Biigajiiskaan is a referral-based, mental wellness program that aims to provide accessible, culturally safe, specialized care for Indigenous people with serious mental illness, addictions and concurrent disorders. One important element of this relationship includes a dedicated Indigenous Healing Space, located at St. Joseph’s Parkwood Institute in the Mental Health Care Building, which provides the opportunity to combine Traditional Healing medicine and Indigenous elder-guided care and ceremony, with hospital-based health care practices and psychiatric treatment.

“Through this partnership, to the best of our ability, we are attempting to embody the true spirit and intent of the treaties and historical relationships that were originally intended to form between our Indigenous nations and the settler nations,” explains Raymond Deleary, Executive Director at Atlohsa. “What’s beautiful about this program approach is that neither partner is greater than the other; we each have gifts to offer to this service, but the Indigenous community is where the strengths lie to address Indigenous wellness overall.”
Biigajiiskaan services are available to inpatients, outpatients and community outreach clients of St. Joseph’s Mental Health Care Program, or by referral through Atlohsa to the Indigenous population in the London-Middlesex and St. Thomas-Elgin County regions. They include: 

  • An Indigenous-led mobile outreach team working in-hospital and in the community, providing consultation, assessment, treatment planning/management, discharge planning and ambulatory services
  • The Okwari: Kowa Healing Space- a dedicated Indigenous Healing Space at Parkwood Institute’s Mental Health Care Building
  • Indigenous Elder-guided care and teachings from knowledge keepers
  • Traditional Indigenous practices, such as healing circles, ceremony, smudging and drumming circles
  • Educational and mentoring opportunities for health care professionals and students

“All too often, Indigenous people do not see themselves reflected in the majority of society,” adds Deleary. “Being able to create a mutual space, in partnership with St. Joseph’s, where the Indigenous community is free to be themselves and experience care and services that are being led by their own community, creates a sense of hope.”

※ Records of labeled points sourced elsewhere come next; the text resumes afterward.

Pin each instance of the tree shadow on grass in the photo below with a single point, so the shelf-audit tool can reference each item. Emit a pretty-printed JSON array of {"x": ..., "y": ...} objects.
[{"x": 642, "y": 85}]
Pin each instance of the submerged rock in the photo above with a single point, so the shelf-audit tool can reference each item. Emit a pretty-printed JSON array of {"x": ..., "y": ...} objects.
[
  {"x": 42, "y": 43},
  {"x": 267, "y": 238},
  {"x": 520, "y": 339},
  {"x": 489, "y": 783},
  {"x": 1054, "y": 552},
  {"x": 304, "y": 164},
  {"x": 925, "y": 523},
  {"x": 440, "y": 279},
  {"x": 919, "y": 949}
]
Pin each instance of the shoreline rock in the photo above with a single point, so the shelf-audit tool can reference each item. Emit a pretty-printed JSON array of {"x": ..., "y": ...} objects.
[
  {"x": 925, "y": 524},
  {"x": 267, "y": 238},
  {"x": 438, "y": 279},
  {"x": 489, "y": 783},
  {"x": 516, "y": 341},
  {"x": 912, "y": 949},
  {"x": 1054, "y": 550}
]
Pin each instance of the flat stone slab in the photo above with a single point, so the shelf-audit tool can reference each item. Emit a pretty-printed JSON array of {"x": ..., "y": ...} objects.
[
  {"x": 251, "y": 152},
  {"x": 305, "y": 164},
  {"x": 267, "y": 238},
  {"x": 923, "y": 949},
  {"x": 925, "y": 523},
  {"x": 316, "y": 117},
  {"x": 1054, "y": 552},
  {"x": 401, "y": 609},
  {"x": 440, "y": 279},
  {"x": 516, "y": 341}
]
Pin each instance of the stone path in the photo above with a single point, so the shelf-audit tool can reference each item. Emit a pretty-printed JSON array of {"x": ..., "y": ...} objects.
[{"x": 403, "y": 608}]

For more information, see Biigajiiskaan: Indigenous Pathways to Mental Wellness.

Renee Sweeney
Communication Consultant
St. Joseph’s Health Care London
Office: 519.646.6100 ext. 47788
Cell: 519 200-9689

Raymond Deleary
Executive Director
Atlohsa Family Healing Services
Office: 519-438-0068 ext. 807

About St. Joseph’s Health Care London
Renowned for compassionate care, St. Joseph’s Health Care London is a leading academic health care centre in Canada dedicated to helping people live to their fullest by minimizing the effects of injury, disease and disability through excellence in care, teaching and research. Through partnership with Lawson Health Research Institute and our collaborative engagement with other health care and academic partners, St. Joseph’s has become an international leader in the areas of: chronic disease management; medical imaging; specialized mental health care; rehabilitation and specialized geriatrics; and surgery.  St. Joseph’s operates through a wide range of hospital, clinic and long-term and community based settings, including: St. Joseph’s Hospital; Parkwood Institute; Mount Hope Centre for Long Term Care; and the Southwest Centre for Forensic Mental Health Care. For more information, visit St. Joseph's About Us.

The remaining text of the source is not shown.